Processing SMA Data
1.2 m Telescopes
Moment Masking Introduction
The CO surveys in this archive typically contain hundreds of spectral channels at each of thousands of independent sky positions. The simplest reduction of such a large data cube is to sum over one of the axes to produce a zeroth moment map, either a velocity-integrated sky map or a position-velocity map. While straightforward and unbiased, this approach substantially degrades the signal-to-noise ratio of typical emission features, which extend over just a small fraction of the spectral channels and sky positions. A common remedy for this problem is "clipping", in which all spectral channels with intensities below some statistical significance level, typically 3 times the rms noise, are set to zero before summing. However, at every reasonable clipping level clipping suffers from dueling biases, a positive one owing to noise spikes extending above the clipping level and a negative one owing to the clipping of both spectral line wings and weak, extended emission. For a typical CO survey, there is no clipping level at which most of the noise is suppressed and most of the emission is maintained.
To generate a realistic spectral-line data cube of a molecular cloud that is, for the present purpose, noiseless, we utilize our extensive CO survey of the nearby Taurus-Auriga cloud complex (hereafter, the "Taurus cloud"; DHT21); see Figure 1.
Taurus is not a particularly large or massive molecular cloud, but it is very close and covers a large solid angle. Consequently more time was spent to beamwidth map this cloud---over 900 hours---than was spent on any other single cloud or complex in the archive. By degrading the angular resolution of this survey by a factor of 8 and then re-sampling on an 8 times courser grid, we can precisely simulate a survey of a cloud like Taurus that is 8 times further away and for which we integrated 64 times as long per point, roughly one hour. Doing this reduces the rms noise per channel from 0.25 K to 0.03 K. Since this noise is negligible compared with the rms Gaussian noise of 0.5 K that we will subsequently add, we will refer to this smoothed cube as "noiseless". Integrating the noiseless cube over velocity yields the Wco map shown in Figure 2a. This is the map we will attempt to reproduce from a very noisy version of the same survey. A sample grid of the "noiseless" spectra is shown in Figure 2b.
Adding Gaussian noise with an rms of 0.5 K to the cube and again integrating over velocity yields the Wco map in Figure 3a, with contour levels the same as in Figure 2a.
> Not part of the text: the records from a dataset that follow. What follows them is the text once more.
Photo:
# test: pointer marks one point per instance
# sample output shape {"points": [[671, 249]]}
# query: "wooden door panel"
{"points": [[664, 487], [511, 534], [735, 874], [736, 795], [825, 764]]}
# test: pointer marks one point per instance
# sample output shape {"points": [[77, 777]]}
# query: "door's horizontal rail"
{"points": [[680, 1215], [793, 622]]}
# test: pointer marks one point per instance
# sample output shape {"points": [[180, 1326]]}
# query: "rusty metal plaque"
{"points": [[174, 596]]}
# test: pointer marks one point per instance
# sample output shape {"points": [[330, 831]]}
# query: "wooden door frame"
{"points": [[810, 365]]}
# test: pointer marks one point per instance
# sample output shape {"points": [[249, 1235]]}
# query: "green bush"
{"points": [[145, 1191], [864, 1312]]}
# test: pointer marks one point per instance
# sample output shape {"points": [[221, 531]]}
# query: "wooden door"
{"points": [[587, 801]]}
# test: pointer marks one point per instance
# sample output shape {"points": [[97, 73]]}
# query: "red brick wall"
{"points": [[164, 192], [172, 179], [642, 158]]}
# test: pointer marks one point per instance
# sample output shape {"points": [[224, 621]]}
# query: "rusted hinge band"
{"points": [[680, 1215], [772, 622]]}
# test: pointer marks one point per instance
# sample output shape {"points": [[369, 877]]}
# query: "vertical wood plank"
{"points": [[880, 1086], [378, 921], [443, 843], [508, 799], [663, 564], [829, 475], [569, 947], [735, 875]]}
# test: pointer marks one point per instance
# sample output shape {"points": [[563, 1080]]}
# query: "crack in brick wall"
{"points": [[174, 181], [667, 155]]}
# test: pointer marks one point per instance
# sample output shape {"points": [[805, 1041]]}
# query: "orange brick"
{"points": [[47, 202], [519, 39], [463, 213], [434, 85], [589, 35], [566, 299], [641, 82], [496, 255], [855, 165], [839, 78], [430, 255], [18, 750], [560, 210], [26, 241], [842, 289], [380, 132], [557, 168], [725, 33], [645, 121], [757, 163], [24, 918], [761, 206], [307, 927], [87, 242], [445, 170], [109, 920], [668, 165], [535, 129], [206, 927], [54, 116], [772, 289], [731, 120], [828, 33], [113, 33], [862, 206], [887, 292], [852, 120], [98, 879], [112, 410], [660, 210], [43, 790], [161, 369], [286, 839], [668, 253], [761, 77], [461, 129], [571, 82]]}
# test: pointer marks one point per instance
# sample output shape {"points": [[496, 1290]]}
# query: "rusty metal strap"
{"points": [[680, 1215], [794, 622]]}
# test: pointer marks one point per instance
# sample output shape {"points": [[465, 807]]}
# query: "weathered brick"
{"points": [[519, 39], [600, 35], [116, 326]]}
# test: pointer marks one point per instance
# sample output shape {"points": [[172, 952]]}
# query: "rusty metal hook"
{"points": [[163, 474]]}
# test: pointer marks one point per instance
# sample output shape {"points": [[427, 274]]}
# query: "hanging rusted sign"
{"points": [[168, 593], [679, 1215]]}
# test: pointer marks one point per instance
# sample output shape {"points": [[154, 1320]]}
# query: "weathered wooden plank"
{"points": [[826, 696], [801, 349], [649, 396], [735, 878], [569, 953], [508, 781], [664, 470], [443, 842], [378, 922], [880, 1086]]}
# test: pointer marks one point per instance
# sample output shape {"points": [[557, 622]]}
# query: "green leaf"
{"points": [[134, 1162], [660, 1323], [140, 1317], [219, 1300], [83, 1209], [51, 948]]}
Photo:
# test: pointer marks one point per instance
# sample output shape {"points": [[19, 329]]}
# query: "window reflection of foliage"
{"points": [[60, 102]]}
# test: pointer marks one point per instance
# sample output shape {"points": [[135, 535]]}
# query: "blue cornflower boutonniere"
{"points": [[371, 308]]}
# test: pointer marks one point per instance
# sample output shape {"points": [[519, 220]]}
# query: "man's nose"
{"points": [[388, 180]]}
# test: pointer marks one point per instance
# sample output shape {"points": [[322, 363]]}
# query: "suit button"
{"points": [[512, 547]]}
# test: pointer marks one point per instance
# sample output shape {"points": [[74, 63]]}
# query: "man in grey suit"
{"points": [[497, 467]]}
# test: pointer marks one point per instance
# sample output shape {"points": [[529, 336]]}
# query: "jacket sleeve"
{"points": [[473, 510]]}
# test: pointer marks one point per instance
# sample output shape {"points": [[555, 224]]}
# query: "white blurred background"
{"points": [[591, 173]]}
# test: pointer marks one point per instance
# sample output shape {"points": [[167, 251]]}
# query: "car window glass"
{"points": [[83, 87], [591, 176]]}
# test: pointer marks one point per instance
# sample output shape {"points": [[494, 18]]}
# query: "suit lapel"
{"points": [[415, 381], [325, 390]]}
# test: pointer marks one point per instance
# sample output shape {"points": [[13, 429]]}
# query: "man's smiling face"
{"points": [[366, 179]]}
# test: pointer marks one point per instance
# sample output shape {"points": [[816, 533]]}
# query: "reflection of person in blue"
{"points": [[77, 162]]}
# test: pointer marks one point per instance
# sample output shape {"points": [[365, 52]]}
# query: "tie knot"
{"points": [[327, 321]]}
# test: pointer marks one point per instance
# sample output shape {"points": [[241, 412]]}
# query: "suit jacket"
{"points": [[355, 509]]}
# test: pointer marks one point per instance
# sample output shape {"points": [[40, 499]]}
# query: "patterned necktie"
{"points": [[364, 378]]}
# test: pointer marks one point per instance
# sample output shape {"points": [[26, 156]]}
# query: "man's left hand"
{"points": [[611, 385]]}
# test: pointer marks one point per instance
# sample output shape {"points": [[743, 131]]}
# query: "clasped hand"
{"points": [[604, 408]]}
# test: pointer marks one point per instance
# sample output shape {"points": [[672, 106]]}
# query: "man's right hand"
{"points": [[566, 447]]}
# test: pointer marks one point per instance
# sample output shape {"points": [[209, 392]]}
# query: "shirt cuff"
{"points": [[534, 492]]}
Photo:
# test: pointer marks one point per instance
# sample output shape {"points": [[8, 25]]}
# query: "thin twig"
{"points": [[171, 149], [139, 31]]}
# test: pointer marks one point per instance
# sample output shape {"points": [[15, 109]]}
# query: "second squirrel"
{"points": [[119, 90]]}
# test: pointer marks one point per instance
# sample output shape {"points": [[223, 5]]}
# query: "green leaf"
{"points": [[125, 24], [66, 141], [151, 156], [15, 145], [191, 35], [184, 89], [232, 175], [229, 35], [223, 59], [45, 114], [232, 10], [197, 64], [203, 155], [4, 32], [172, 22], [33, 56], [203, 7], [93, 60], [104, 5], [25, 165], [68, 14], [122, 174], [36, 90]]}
The same array of sample spectra, now with the noise added, is shown in Figure 3b.
Next we generate clipped and moment masked versions of the noisy cube at various clipping and masking levels. Keep in mind that the sigma used for clipping is the raw rms of 0.5 K, whereas in moment masking sigma refers to the rms in the cube after smoothing to a resolution of 2° x 2.5 km/s (see Dame (2011) for details).
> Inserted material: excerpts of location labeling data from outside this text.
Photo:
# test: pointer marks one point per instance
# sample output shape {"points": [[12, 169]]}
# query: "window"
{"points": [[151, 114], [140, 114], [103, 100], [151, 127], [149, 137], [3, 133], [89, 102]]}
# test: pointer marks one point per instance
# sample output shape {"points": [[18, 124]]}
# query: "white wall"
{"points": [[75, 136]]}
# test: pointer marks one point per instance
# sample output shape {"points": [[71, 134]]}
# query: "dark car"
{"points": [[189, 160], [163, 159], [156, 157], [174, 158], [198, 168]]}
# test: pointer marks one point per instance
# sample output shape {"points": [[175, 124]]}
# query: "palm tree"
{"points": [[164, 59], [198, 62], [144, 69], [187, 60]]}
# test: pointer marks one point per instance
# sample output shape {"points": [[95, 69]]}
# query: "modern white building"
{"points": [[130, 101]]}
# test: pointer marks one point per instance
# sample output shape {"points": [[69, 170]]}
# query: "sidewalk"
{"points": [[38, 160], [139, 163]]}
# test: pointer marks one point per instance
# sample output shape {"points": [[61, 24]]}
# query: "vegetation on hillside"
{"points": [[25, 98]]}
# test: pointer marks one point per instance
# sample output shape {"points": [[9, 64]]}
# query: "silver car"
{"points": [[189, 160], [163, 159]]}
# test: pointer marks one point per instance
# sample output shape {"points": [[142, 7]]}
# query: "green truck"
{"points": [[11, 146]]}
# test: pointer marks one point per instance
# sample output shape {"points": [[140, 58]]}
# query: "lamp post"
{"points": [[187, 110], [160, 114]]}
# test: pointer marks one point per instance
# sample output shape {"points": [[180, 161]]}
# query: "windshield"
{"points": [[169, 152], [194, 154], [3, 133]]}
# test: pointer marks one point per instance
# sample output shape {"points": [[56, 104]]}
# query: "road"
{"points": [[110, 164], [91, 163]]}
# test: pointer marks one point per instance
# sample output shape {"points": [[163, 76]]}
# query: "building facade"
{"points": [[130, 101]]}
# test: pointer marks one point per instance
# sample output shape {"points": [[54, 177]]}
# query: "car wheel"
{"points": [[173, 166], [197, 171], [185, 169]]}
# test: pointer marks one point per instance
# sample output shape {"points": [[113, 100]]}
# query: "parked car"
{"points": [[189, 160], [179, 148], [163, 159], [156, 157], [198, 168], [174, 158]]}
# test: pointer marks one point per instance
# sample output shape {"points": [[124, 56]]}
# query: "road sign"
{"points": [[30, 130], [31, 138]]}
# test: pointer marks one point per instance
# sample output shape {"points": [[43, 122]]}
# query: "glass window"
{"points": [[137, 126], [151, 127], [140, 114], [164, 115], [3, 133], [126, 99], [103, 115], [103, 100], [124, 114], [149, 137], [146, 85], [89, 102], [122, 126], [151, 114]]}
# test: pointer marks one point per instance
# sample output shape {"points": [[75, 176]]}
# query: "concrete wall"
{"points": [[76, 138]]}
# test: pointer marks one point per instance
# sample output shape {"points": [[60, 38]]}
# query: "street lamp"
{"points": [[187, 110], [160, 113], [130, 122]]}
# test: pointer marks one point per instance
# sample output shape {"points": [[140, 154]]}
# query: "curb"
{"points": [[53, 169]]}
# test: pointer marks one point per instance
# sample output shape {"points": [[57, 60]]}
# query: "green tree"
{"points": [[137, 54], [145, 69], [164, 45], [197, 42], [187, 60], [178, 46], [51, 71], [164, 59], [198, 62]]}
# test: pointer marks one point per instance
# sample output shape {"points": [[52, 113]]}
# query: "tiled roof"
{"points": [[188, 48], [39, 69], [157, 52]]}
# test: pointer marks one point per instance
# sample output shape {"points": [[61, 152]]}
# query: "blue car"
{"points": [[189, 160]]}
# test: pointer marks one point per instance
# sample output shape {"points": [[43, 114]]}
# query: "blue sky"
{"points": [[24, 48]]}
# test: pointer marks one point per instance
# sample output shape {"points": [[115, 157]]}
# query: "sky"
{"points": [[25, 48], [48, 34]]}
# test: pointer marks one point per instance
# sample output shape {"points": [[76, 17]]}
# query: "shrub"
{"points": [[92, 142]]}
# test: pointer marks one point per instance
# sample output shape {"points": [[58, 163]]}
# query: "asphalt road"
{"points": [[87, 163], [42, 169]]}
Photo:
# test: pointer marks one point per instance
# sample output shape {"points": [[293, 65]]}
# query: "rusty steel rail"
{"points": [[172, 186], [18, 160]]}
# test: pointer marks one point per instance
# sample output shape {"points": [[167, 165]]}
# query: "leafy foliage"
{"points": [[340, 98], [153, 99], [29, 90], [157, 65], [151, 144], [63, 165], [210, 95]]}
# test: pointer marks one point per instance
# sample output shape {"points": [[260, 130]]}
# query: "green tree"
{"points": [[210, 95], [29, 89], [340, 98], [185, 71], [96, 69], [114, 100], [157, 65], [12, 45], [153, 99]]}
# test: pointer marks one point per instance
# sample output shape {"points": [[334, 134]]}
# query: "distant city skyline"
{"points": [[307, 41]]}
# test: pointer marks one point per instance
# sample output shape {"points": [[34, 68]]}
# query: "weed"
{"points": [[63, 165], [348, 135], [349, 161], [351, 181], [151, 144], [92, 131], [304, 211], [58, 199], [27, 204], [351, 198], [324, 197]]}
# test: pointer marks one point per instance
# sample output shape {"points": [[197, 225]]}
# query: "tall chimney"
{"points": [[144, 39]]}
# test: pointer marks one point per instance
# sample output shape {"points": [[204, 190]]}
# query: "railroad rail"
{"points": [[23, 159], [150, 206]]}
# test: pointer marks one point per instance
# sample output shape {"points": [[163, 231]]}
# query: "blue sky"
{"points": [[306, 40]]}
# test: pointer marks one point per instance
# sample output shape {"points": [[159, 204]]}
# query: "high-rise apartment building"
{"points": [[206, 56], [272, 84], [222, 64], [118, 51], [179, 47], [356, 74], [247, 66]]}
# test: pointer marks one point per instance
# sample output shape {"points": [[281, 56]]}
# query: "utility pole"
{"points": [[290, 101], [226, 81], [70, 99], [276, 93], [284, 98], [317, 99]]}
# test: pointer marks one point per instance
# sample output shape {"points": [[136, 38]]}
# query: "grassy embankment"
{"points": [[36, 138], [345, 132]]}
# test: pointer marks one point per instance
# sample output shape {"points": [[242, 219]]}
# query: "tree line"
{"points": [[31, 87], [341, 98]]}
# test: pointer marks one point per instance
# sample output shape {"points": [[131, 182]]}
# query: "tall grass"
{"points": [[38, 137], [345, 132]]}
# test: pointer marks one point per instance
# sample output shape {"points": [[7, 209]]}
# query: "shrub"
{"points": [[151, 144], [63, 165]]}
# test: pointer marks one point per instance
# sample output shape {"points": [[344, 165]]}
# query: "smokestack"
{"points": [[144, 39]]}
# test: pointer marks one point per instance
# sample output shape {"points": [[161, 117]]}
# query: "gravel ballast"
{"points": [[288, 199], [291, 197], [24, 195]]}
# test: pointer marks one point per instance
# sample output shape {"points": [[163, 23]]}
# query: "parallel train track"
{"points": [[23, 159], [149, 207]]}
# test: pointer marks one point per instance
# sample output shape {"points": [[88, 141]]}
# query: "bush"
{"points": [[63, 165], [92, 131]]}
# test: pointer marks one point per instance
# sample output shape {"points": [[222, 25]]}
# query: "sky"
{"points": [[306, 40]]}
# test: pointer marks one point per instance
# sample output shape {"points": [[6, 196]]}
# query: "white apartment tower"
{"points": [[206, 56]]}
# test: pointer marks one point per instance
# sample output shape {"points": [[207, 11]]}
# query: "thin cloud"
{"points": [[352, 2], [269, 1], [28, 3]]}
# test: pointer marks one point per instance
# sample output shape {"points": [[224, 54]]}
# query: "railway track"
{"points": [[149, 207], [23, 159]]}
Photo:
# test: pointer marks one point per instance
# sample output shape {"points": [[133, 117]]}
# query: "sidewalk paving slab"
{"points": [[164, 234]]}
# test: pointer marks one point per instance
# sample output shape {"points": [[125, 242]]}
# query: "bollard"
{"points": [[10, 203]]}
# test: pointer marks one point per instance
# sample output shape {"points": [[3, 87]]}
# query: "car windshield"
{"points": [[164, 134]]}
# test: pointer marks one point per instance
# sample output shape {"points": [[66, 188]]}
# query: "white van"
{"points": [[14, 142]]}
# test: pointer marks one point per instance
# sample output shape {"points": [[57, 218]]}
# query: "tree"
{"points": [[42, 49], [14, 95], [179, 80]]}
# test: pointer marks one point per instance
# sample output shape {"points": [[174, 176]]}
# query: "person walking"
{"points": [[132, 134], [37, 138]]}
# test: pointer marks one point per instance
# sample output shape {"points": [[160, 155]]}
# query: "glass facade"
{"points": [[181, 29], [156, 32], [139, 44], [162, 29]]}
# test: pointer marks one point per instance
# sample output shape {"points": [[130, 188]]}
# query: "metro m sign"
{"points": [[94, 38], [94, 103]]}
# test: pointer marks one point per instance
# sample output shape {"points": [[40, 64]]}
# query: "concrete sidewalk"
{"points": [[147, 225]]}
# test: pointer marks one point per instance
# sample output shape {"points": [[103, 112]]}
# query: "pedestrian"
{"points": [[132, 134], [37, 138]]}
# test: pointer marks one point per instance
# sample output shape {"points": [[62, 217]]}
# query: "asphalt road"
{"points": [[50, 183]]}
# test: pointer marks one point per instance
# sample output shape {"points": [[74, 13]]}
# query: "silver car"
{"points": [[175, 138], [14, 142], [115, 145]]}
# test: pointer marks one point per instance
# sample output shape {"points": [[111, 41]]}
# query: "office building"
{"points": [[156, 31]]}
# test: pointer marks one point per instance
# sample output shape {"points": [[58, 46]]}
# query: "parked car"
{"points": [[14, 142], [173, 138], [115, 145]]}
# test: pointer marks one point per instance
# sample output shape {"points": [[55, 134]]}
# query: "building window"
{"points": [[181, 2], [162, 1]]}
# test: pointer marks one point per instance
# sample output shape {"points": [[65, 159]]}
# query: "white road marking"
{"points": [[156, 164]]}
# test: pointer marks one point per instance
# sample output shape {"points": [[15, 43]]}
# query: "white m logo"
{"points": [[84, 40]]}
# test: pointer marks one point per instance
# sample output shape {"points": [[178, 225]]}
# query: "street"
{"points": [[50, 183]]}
Wco maps obtained from the moment masked and clipped cubes at various sigma levels are shown in the Figures 4 and 5 respectively. It's clear from a comparison of these maps with the noiseless map in Figure 2a that moment masking at 5-sigma (Fig. 4c) best reproduces the noiseless map, far better than clipping at any sigma level (Fig. 5). Moment masking below 5-sigma allows pure-noise features to enter the Wco maps while picking up little obvious additional emission. For the purpose of reducing noise there is little advantage to moment masking above 5-sigma, and doing so suppresses some of the weaker emission features (e.g., Fig 4d).
For reference, the noiseless Wco map and the one moment masked at 5-sigma are reproduced side-by-side in Figure 6 below.
Another criterion for determining the optimum noise suppression technique is to compare the total molecular cloud mass determined from each of the noise-suppressed cubes with that obtained from the noiseless cube. On the usual assumption that H2 column density is proportional to CO velocity-integrated intensity, the total cloud mass is proportional to the sum over all channels in the cube; we will take that sum as the mass for the present purpose. In Figure 7 we plot the cloud mass as determined from cubes clipped and moment-masked over a wide range of sigma levels, and also the true mass determined from the noiseless cube.
By this criterion also, we find that moment masking at 5-sigma is most effective at reproducing the noiseless result. The clipping technique at ~3-sigma also yields the correct mass but judging from Figure 5a this is clearly owing to a positive noise bias. Both techniques suffer from this bias at low sigma, however clipping suppresses the bias only when significant emission is suppressed as well, whereas moment masking can suppress the bias while still maintaining most of the true emission. The moment-masking technique yields 88% of the true mass even when masking at 10-sigma, since most of the emission comes from large, bright features which have extremely high significance in the smoothed cube.
We have shown that for a typical molecular cloud such as that in Taurus, the moment masking technique as refined in Dame (2011) is highly effective in removing noise from the spectral line data cube while maintaining most of the emission at the full angular and spectral resolution of the original survey.